448 metre yüksekliğindeki Reinebringen’e yaklaşırken merdivenler kaybolmaya başlamıştı, son 50 metrelik tırmanışı çamurdan dolayı, neredeyse bir elimle yerden tutunarak tamamladım. 1 kilometre 448 metrelik tırmanışı tamamlamam sırtımdaki ağırlığın etkisiyle yaklaşık 1.5 saat kadar sürmüştü… Ancak sonunda gördüğüm manzara, paha biçilemezdi. Yıllardır hayalini kurduğum manzara tam da karşımdaydı artık. Bu çok özel Norveç fiyort manzarası, gözlerimi kamaştırıyordu… İşte benim için özgürlük, bu manzaraydı!
Seyre doyduktan sonra, yavaşça inmeye başladım tepeden, 45 dakika kadar sonra aşağıya, düzlüğe indim ve 4 km ötedeki Moskenes köyü’ne doğru yürümeye başladım. Moskenes de, ufacık bir köydü ve sadece feribot iskelesi mevcuttu. Bir süre bekledikten sonra gelen Moskenes-Bodo feribotuna biletini 227 Norveç kronu (yaklaşık 150 TL) para ödeyerek aldım. Yeri gelmişken, feribot biletleri yayalar için sadece ama sadece binişte satın alınabiliyor… Yaklaşık 3,5 saatlik feribot yolculuğundan sonra Bodo’ya vardım ve oradan uçakla Bergen’e – Norveç’in eski başkentine- şimdilerin ise Oslo’dan sonraki ikinci büyük şehrine vardım.
Eskiden trol’lerin yaşadığına inanıldığından mıdır bilmiyorum ama trol dili anlamına gelen Trolltunga son dönemde Norveç’in en popüler yerlerinden biri haline gelmiştir. Burası, uzun zamandır hayallerimin bir parçasıydı diyebilirim. Size tavsiyem, Bergen’den otobüsle Odda kasabasına ulaşıp oradan Tyssedal köyünü geçip Skjeggedal park alanına vararak tırmanışa başlamanız. Bu bölgede 3 adet araba park alanı mevcut, Park 1 Tyssedal köyünün hemen üzerinde. Büyük araçlar sadece bu bölgeye park edebiliyor. Park 2 yani Skjeggedal park alanıysa ana park yeri… Park 3 ise, dağın yamacında aşağıdaki düzlükteki ana park alanından 3 kilometre yükseklikte yer almakta. Eğer arabayı buraya park ederseniz, yolunuzu çok kolaylaştıran bir yer olduğunu söyleyebilirim. Yalnız, bu park alanına sadece önceden rezervasyon yapan 30 araba park edebiliyor ve günlük park ücreti 600 Norveç kronu, yaklaşık 380 Türk lirası.

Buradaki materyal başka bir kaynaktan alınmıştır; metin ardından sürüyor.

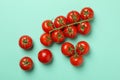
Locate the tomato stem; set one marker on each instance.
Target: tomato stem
(70, 25)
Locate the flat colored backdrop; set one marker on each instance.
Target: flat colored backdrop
(19, 17)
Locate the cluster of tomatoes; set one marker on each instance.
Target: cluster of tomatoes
(69, 26)
(57, 31)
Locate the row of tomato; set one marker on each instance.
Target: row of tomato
(62, 27)
(45, 55)
(69, 26)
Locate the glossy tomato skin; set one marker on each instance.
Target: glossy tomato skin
(82, 48)
(70, 32)
(45, 56)
(26, 63)
(25, 42)
(47, 26)
(67, 49)
(76, 60)
(58, 36)
(45, 39)
(84, 28)
(86, 13)
(73, 16)
(60, 21)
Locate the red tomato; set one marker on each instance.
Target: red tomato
(26, 63)
(73, 16)
(60, 21)
(58, 36)
(82, 48)
(25, 42)
(45, 56)
(67, 49)
(45, 39)
(86, 13)
(76, 60)
(70, 32)
(47, 26)
(84, 28)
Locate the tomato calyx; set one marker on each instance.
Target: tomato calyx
(68, 25)
(25, 62)
(50, 24)
(86, 13)
(81, 48)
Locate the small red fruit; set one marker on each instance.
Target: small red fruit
(76, 60)
(47, 26)
(58, 36)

Ne ise, ben bir öğlen hafif yağan yağmur altında Tyssedal köyüne vardım. Marketten yiyecek stoklarımı tamamladıktan sonra yola koyulmaya hazırdım. Tyssedal köyünden Skjeggedal’daki park 2 alanına yaklaşık 7 kilometrelik yol vardı önümde ve yolun başlangıcında bu kadar yürüyüp yorulmak istemiyordum. Tyssedal köyünden yavaşça yürümeye başlamışken gelen ilk araca otostop çekip park 2 alanına vardım. Park 2 alanında seçmem gereken iki yol mevcuttu; eğer ormanın içinden başlayan patikayı takip edersem, Trolltunga 11 km uzaklıktaydı; eğer Park 2 den Park 3 e kadar olan asfalt yolu takip ederek başlarsam Trolltunga 14 km uzaklıkta idi. Zor olan ancak daha güzel olduğunu düşündüğüm orman patikasını seçtim ve usulca yağmur altında patikada yükselmeye başladım. İlk 1 km’lik dik patikayı tırmanmam yaklaşık 1 saat sürdü ve belki de hayatımın en zor saatlerinden biriydi. İlk tepedeki düzlüğe ulaştığımda hissettiğim yorgunluk çok fazlaydı ama mutluluğumsa bir o kadar daha fazlaydı.
Düzlükte kamp tüpümle kendime sıcak bir kahve yaptım ve sabah erken saatlerde yürüyüşe başlayıp geri dönen insanlarla sohbet ettim. Önümde beni bekleyen yaklaşık 9 kilometrelik yol vardı. Yol dediğime bakmayın aslında düzgün bir patika yoktu. Etrafta sürekli kırmızı oklarla işaretlenmiş taşlar ve kırmızı renkli T harfi içeren kayalar olmasa yolu kaybetmek çok kolaydı. Sırtımdaki 17 kilogramlık yükten midir yoksa yorgunluktan mıdır bilemiyorum ancak kendimi kaplumbağa hızında ilerliyormuşum gibi hissediyordum. Patikada yol almaya çalışırken sırtında kocaman sırt çantası ve çadırıyla ilerlemeye çalışan Fas asıllı Fransız Soufiane’ye denk geldim ve birlikte yürüyüp kamp yapmaya karar verdik. Hedefimiz hava kararmadan Trolltunga’ya varıp ardından geri dönüp çadırlarımızı kurmaktı. Yürüyüşümüz sırasında o kadar güzel manzaralar eşlik ediyordu ki yürüyüşe sık sık ara verip uzun uzun manzaranın keyfini sürüyorduk. Ancak havanın gittikçe kararmaya başlaması ve kara bulutların üzerimize doğru çökmeye başlamışıyla Trolltunga’ya 2,5 km. kala düzlükte bir kayanın kenarına çadırlarımızı kurmaya karar verdik. Çadırlarımızı kurur kurmaz bastıran şiddetli sağanak yüzünden çadırlarımızdan bir daha çıkamadık ve yorgunluğun etkisiyle erkenden uyuduk.
Yaklaşık 1200 metre yükseklikte, evlerimizden çok uzaklarda, bir dağın başında yan yana 2 çadırda bir geceyi yağan sağanak yağmurda geçirdik. Sabah erken saatlerde kalkıp çadırlarımızı olduğu yerde bırakarak kalan 2,5 kilometreyi hızlıca yürüdük. Aslında o kadar yükseklikteki bir daha, o yağmurda kimsenin çıkacağını düşünmüyorduk ama yol boyu 3-4 tane daha çadır görünce ‘yalnız değilmişiz aslında’ dedik. Yaz günlerinde insanların tek başına fotoğraf çekilebilmek için sıra beklediği Trolltunga’da, dağ başında yapayalnızdık. Yağan yağmurun etkisiyle hızlıca fotoğraflarımızı çekip biraz da manzarayı izledikten sonra çadırlarımıza doğru geri yürümeye başladık. Trolltunga’nın manzarasından çok yol boyu gördüğümüz manzaraları tercih ederim aslında. Trolltunga çok ünlenmiş olabilir, çok güzel bir fotoğrafınız olabilir ama yol boyu gördüğümüz manzaralar çok daha özelleriydi.